Cumhuriyet kurulmuştu, saltanat ve saraylar yıkılmıştı ya hani. Bugün bakın, adaletin dağıtılması gereken yerler Adalet Sarayı, halka hizmet etmesi gereken yerler Belediye Sarayı… Hani sarayları yıkmıştık. Hani saraylardan kurtulmuştuk? Bu ülkenin aydınları halka doğruları tam olarak anlatmadı. Bizler gerçek yurttaşlar olamadık. Sarayları hep muhafaza ettik ve sömürülen halk için de simit sarayları yaptık. Sonra da vekiller çay simit üzerinden asgari ücret kıyaslaması yaptı. Atatürk devrim ve ilkelerinin doğru anlatılamaması bizi buralara getirdi” şeklinde konuştu.

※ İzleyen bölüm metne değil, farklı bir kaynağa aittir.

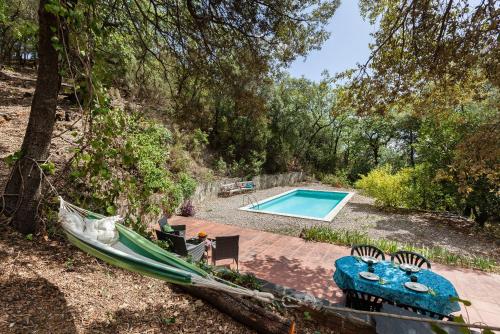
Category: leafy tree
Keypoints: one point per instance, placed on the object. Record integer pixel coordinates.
(202, 36)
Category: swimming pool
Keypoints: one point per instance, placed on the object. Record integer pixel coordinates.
(303, 203)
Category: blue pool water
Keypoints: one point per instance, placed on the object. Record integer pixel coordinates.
(302, 203)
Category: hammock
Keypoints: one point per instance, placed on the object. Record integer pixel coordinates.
(110, 241)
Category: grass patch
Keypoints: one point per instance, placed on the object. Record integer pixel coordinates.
(435, 254)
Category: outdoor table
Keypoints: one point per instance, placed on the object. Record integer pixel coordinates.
(391, 285)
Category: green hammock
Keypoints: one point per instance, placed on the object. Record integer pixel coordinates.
(133, 252)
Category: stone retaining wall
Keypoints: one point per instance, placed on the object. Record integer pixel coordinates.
(209, 190)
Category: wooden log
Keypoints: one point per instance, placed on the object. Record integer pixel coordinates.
(245, 311)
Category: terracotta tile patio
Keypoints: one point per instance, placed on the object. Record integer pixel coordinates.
(309, 267)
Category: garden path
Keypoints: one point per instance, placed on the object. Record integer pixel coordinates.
(309, 267)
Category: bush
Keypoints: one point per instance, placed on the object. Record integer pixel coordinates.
(414, 188)
(187, 209)
(125, 161)
(338, 179)
(388, 189)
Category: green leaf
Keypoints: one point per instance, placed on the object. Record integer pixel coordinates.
(11, 159)
(438, 330)
(111, 210)
(48, 168)
(168, 321)
(463, 301)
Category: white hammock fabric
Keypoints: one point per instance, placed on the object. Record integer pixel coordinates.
(105, 238)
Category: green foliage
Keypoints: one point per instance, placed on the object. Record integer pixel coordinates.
(125, 164)
(387, 188)
(338, 179)
(414, 188)
(328, 234)
(248, 281)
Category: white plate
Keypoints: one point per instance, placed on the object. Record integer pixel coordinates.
(369, 276)
(369, 259)
(416, 286)
(409, 267)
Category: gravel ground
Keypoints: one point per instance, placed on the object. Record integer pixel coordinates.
(360, 214)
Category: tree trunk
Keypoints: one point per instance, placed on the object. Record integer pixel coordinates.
(247, 312)
(23, 190)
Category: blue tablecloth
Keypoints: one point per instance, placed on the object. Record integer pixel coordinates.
(438, 300)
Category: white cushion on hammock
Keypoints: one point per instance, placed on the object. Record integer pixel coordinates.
(102, 230)
(72, 222)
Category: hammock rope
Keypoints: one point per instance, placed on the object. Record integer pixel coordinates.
(162, 264)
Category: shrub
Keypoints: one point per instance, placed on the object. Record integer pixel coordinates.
(338, 179)
(220, 166)
(327, 234)
(125, 161)
(187, 209)
(388, 189)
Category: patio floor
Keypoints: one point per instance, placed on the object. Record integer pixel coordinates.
(309, 267)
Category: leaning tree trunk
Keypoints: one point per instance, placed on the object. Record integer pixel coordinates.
(23, 190)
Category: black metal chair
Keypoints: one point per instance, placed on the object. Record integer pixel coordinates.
(181, 246)
(427, 313)
(225, 248)
(363, 301)
(410, 258)
(367, 250)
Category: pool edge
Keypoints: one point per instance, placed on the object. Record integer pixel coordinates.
(328, 218)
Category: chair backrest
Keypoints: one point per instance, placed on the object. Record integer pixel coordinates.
(410, 258)
(178, 243)
(179, 230)
(227, 247)
(367, 250)
(162, 221)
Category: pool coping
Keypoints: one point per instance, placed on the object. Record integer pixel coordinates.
(328, 218)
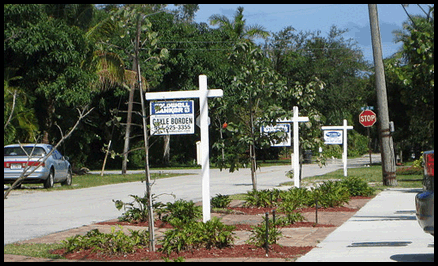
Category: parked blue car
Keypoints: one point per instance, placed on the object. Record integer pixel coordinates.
(25, 157)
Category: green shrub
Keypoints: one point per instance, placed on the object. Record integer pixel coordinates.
(258, 234)
(115, 242)
(220, 201)
(182, 210)
(134, 211)
(193, 235)
(262, 198)
(330, 194)
(296, 197)
(357, 186)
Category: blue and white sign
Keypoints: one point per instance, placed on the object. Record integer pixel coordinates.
(172, 118)
(332, 137)
(279, 127)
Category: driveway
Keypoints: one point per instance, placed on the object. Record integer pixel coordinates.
(31, 215)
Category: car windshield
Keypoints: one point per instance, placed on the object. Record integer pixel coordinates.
(18, 151)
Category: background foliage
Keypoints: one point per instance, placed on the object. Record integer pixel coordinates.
(61, 56)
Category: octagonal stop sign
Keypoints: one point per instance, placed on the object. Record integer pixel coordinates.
(367, 118)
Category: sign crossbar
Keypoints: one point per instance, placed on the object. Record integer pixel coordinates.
(203, 94)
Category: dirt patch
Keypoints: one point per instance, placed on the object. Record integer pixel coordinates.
(245, 250)
(298, 238)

Sivil-Asker ilişkilerini dizayn ettiler
15 Temmuz darbe girişiminin Türkiye tarihi açısından çok kritik bir olay olduğunun önemine vurgu yapan Çalışkan, “Sanki her şeyi önceden programlanmış gibi bir durum vardı. Darbe girişimi öncesinden yapılmış, Türk Silahlı Kuvvetleri ve sivil-asker ilişkileri nasıl düzenlenmesi gerektiğine ilişkin bir çalışma yapılıyor. Bir bakmışsın herkes o kadar hazır ki böyle bir olay bekleniyor. 15 Temmuz olayları ile her şey rayına oturdu, tabii onların açısından. KHK ile kuvvet komutanlarının Milli Savunma Bakanı’na bağlanması emir komuta sistemini bozmuştur. TSK’nın emir komuta zinciri içinde olması gereken bağlantıları kopmuş durumda. Genel Kurmay ile Milli Savunma Bakanlığı arasında da bağlantı problemi var. Askeri yargı sistemi de pert olmuş durumda. Yapılan yanlışlar görünmeye başlandı. Umarım Türkiye için her şey çok güzel olacak” diye konuştu.